UNE LARME POUR UNE GOUTTE D’EAU.

Ces paroles étaient, pour ainsi dire, le point de jonction de deux scènes qui s’étaient jusque-là développées parallèlement dans le même moment, chacune sur son théâtre particulier, l’une, celle qu’on vient de lire, dans le Trou aux Rats, l’autre, qu’on va lire, sur l’échelle du pilori. La première n’avait eu pour témoins que les trois femmes avec lesquelles le lecteur vient de faire connaissance ; la seconde avait eu pour spectateurs tout le public que nous avons vu plus haut s’amasser sur la place de Grève, autour du pilori et du gibet.

Cette foule, à laquelle les quatre sergents, qui s’étaient postés dès neuf heures du matin aux quatre coins du pilori, avaient fait espérer une exécution telle quelle, non pas sans doute une pendaison, mais un fouet, un essorillement, quelque chose enfin, cette foule s’était si rapidement accrue que les quatre sergents, investis de trop près, avaient eu plus d’une fois besoin de la serrer, comme on disait alors à grands coups de boullaye et de croupe de cheval.
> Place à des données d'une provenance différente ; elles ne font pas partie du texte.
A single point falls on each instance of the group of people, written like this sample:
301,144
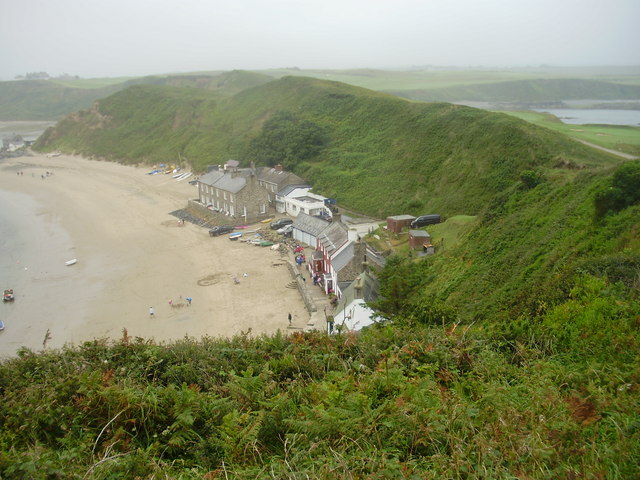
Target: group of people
299,255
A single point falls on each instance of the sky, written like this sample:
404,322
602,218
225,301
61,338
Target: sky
115,38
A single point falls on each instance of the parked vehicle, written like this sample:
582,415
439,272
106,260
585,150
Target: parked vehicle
281,222
423,220
220,230
286,229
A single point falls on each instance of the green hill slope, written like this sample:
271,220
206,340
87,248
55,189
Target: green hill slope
52,99
528,91
531,188
376,153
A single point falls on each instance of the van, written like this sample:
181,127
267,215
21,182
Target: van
423,220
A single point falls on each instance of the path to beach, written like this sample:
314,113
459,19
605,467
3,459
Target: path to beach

Cette populace, disciplinée à l’attente des exécutions publiques, ne manifestait pas trop d’impatience. Elle se divertissait à regarder le pilori, espèce de monument fort simple composé d’un cube de maçonnerie de quelque dix pieds de haut, creux à l’intérieur. Un degré fort roide en pierre brute qu’on appelait par excellence l’échelle conduisait à la plate-forme supérieure, sur laquelle on apercevait une roue horizontale en bois de chêne plein. On liait le patient sur cette roue, à genoux et les bras derrière le dos. Une tige en charpente, que mettait en mouvement un cabestan caché dans l’intérieur du petit édifice, imprimait une rotation à la roue, toujours maintenue dans le plan horizontal, et présentait de cette façon la face du condamné successivement à tous les points de la place. C’est ce qu’on appelait tourner un criminel.

Comme on voit, le pilori de la Grève était loin d’offrir toutes les récréations du pilori des Halles. Rien d’architectural. Rien de monumental. Pas de toit à croix de fer, pas de lanterne octogone, pas de frêles colonnettes allant s’épanouir au bord du toit en chapiteaux d’acanthes et de fleurs, pas de gouttières chimériques et monstrueuses, pas de charpente ciselée, pas de fine sculpture profondément fouillée dans la pierre.

Il fallait se contenter de ces quatre pans de moellon avec deux contre-cœurs de grès, et d’un méchant gibet de pierre, maigre et nu, à côté.